Friday, 24 March 2017

Kenyan wind farm could wipe out critically endangered vultures

BirdLife International, Nature Kenya, Kenya Bird of Prey Trust and The Peregrine Fund have collectively expressed concern over a proposal to develop the Kipeto Wind Energy Project, in Kajiado County, Kenya. This is due to the fact that the proposed wind farm will be in close proximity to the nesting sites of two species of Critically Endangered vultures and also close to an important flyway for a vast numbers of migratory birds. 

Just 14 km from Kwenia cliffs – the third largest nesting site of Rüppell’s Vultures in Kenya – and 10 km from the White-backed Vulture colony, these wind turbine blades could severely impact these species, both on the edge of extinction. Recent surveys commissioned by the project developers show that collectively these two colonies regularly hold more than 80 pairs of nesting vultures and that both species frequently fly over and occasionally forage at the proposed wind farm site and would be at risk of colliding with wind turbines. 

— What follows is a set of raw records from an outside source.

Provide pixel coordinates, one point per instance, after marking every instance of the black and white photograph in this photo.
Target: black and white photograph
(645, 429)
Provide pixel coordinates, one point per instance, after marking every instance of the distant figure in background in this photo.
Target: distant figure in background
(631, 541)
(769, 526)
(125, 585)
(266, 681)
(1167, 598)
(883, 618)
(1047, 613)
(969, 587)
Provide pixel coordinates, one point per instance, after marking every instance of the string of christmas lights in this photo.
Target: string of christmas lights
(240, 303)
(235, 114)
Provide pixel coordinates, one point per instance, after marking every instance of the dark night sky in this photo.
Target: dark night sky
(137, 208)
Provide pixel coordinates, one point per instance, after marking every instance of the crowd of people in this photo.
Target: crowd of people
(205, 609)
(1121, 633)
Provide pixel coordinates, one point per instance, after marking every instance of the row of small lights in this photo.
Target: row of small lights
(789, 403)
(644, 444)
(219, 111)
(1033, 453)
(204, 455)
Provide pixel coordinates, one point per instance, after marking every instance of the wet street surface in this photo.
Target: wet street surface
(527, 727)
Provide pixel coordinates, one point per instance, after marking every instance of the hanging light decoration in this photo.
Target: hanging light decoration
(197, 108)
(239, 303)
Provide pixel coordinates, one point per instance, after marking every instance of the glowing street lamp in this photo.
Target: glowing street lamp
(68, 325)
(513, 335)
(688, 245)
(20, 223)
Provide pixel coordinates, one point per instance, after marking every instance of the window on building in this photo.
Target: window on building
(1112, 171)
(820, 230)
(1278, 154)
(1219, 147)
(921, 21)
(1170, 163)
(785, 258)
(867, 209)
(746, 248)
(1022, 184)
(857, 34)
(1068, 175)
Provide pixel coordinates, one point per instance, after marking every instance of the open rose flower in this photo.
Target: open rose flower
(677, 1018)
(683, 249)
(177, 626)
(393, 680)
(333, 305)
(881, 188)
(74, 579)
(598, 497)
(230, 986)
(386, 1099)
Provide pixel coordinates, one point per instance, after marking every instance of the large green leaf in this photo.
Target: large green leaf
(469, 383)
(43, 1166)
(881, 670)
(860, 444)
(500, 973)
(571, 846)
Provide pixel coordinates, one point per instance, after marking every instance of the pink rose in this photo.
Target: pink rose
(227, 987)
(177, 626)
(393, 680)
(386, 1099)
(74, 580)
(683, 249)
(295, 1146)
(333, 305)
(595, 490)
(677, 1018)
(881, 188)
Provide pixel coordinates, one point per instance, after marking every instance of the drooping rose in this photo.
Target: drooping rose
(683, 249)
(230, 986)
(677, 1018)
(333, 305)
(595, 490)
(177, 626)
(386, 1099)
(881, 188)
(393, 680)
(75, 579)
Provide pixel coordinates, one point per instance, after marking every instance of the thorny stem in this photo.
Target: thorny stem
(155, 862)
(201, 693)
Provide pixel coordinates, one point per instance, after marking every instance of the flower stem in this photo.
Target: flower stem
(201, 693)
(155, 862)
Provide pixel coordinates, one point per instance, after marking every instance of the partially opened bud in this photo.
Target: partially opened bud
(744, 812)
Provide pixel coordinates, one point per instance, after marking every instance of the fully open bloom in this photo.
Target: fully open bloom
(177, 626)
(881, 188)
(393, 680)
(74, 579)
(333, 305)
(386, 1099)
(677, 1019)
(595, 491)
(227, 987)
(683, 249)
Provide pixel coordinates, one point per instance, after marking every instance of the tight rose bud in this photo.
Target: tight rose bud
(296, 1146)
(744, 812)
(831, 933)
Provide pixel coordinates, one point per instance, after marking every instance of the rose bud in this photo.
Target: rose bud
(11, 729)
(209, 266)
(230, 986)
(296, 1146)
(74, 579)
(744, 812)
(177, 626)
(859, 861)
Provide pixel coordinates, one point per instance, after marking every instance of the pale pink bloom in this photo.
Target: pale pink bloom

The area has already seen the extinction of Endangered Egyptian Vultures, yet it still holds an impressive number of cliff-dwelling large falcons and Verreaux’s Eagles. The project location lies along the north-south ridge of the Rift Valley Escarpment, which is a prime location for migratory species including globally endangered Steppe Eagles as well as Amur Falcons, Eurasian Hobbys, Lesser Kestrels and White Storks. The site is unique for its density of raptors, and deserving of special protection status, particularly in recognition that African Vultures are vitally important “cleaners of the environment” that help prevent the spread of diseases.